During this attack (see Figure 7A), the accuracy of the retinotopic networks is degraded to $10.1\%$, i.e., a drop of $67.3\%$ ($8\%$ in “regular”, i.e., a drop of $66.3\%$), while the Cartesian “raw” and “focus” accuracies were degraded to $55.9\%$ and $57.5\%$, i.e., a drop of $24\%$ and $25.5\%$ ($52\%$ in “regular”, i.e., a drop of $26.9\%$). As expected, in contrast to previous attacks, the resilience of retinotopic networks is below that of Cartesian networks. Looking at the average accuracy maps (see Figure 7B), we can see that the fixation points around the centre of the map have higher accuracy values than the fixation points around the periphery. This could be an artefact due to the photographer’s bias explained earlier. However, this effect is not observed on the Cartesian maps, which shows similar accuracy for all positions examined. Indeed, the robustness of our retinotopic networks to zoom-out and rotation comes at the cost of a high sensitivity to image translations. This increased sensitivity, although detrimental for classification tasks, is associated, as we will see, with an important capability to localize objects of interest in visual space, providing a basis for spatial processing in the brain.

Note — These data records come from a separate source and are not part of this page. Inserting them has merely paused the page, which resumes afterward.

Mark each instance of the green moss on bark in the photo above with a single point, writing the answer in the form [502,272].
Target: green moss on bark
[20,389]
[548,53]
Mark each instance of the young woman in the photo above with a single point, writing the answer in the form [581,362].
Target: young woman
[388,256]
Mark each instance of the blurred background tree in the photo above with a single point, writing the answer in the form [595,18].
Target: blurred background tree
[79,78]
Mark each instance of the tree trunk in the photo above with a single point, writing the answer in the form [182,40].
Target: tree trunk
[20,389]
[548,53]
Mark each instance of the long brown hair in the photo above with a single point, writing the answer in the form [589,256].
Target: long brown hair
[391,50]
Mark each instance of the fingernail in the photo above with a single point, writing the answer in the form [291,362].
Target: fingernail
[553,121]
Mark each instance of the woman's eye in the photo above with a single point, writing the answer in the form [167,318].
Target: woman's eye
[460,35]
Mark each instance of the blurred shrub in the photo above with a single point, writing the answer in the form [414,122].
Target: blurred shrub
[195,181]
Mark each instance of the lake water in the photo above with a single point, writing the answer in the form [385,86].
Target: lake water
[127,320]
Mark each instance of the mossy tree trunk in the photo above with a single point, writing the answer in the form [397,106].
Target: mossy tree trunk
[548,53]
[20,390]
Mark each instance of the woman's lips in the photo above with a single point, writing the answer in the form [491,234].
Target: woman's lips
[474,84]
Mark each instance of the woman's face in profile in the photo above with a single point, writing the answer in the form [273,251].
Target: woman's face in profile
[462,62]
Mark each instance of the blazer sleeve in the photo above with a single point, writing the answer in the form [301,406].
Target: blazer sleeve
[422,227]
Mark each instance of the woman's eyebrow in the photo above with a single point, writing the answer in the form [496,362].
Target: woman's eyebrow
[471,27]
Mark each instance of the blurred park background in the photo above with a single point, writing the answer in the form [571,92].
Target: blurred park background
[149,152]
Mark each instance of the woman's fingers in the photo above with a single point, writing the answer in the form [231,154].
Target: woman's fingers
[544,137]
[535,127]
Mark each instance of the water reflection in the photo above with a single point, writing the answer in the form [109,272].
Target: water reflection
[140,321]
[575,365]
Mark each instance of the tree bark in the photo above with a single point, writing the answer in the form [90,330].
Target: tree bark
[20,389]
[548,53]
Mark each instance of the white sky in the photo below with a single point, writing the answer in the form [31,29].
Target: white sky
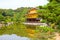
[13,4]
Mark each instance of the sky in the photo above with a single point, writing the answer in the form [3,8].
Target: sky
[13,4]
[13,37]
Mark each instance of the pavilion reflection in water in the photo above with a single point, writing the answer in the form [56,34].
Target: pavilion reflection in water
[32,18]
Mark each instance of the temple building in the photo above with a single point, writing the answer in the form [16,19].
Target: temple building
[32,15]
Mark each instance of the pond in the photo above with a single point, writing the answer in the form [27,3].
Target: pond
[12,37]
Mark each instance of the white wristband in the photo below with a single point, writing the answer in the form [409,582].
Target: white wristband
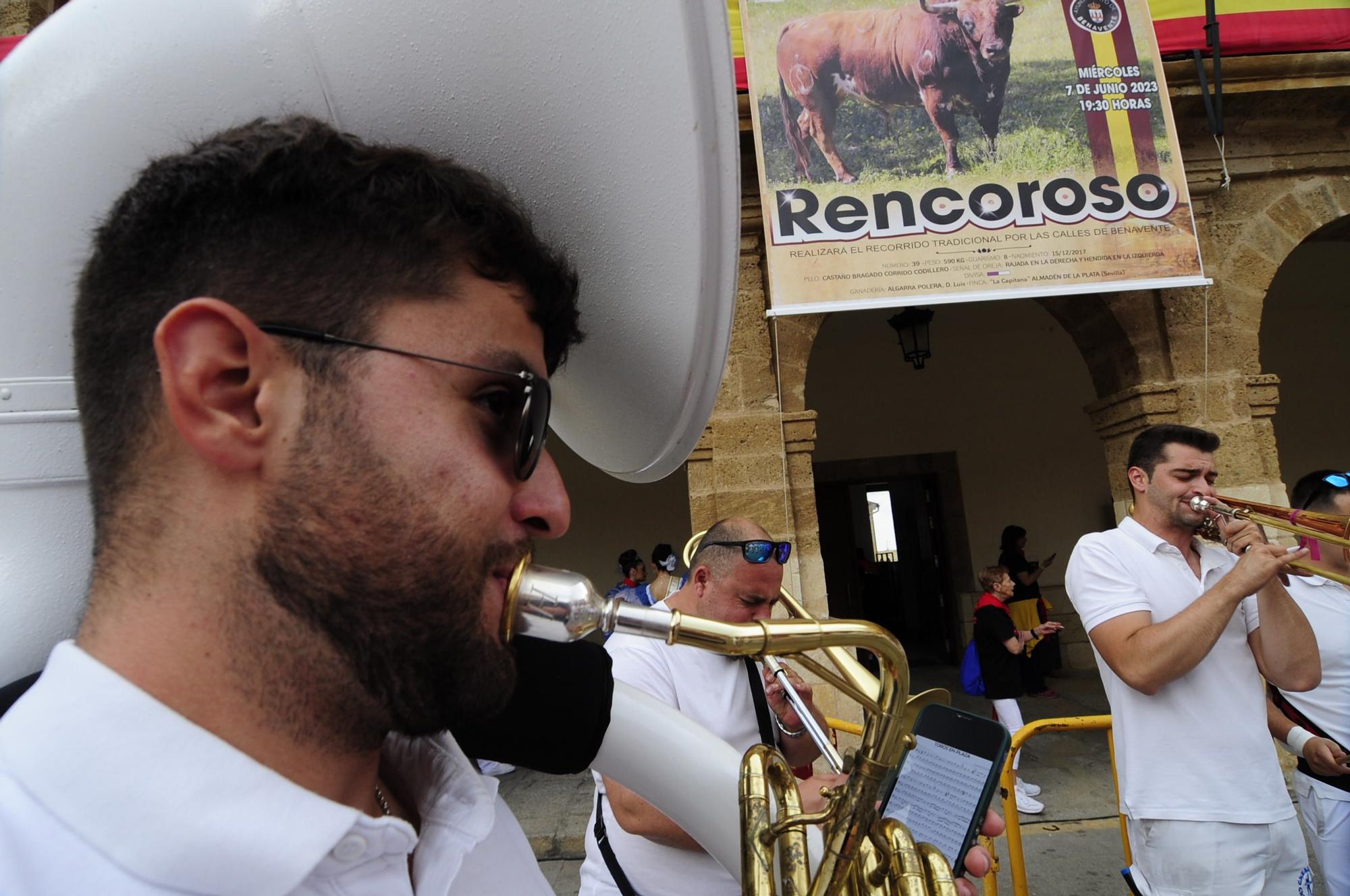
[1297,739]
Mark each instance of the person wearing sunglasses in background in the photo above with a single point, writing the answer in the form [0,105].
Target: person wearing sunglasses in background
[1316,725]
[314,388]
[631,847]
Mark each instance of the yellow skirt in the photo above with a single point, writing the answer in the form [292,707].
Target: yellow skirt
[1027,617]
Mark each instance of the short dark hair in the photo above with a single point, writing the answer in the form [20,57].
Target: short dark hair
[990,577]
[1150,447]
[290,222]
[1314,493]
[1010,536]
[628,561]
[723,559]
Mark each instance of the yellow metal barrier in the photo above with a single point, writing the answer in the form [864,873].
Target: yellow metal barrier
[1008,781]
[1017,860]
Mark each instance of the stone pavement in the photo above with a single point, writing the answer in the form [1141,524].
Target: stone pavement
[1074,848]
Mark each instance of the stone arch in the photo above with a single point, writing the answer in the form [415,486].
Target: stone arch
[1302,343]
[1259,246]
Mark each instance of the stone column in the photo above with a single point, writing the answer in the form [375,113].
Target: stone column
[22,17]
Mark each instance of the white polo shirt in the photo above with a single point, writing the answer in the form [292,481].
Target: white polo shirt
[1199,748]
[107,791]
[1328,607]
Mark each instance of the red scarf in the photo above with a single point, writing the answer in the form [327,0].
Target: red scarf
[992,601]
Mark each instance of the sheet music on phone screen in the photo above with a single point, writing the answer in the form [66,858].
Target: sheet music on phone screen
[938,794]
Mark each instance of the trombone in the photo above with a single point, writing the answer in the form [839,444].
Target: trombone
[1328,528]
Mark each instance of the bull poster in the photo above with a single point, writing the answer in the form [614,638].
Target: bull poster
[928,152]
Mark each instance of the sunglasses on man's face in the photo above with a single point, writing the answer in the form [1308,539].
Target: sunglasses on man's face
[759,550]
[526,414]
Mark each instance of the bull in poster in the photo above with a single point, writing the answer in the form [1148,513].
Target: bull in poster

3.3. Visual Object Localization: Likelihood Maps

To quantify the contribution of this sensitivity to translation, we consider here a new task, i.e., the visual search task, in which a visual object (of which the label is known in advance) needs to be localized over the entire image. Is is for instance known that such task allows for the quick retrieval of an image label [51]. We design a protocol for each network to allow us to compare different visual shifts, each one corresponding to a potential fixation point, and to generate a map of the expected (or actual) accuracy as a function of the fixation point (see Section 2.7). Let’s recall that in this protocol, a set of $11\times 11$ fixation points is defined (with the coordinate $(5,5)$ being the center of the image), and at each coordinate of the grid, a likelihood value is computed for the label of interest (see Figure 4). In practice, a likelihood is given at each location from a softmax calculation over the different labels, as in the classical ResNet classifier, providing a value between 0 and 1 for the label of interest. This projects the network output onto a $11\times 11$ Bernoulli probability space corresponding to the likelihood of detecting the given label at each position, finally providing a “heat map” on our $11\times 11$ grid in a way that is compatible with other localization protocols. We tested our likelihood protocol on the “regular” validation dataset (see Figure 8 for some examples).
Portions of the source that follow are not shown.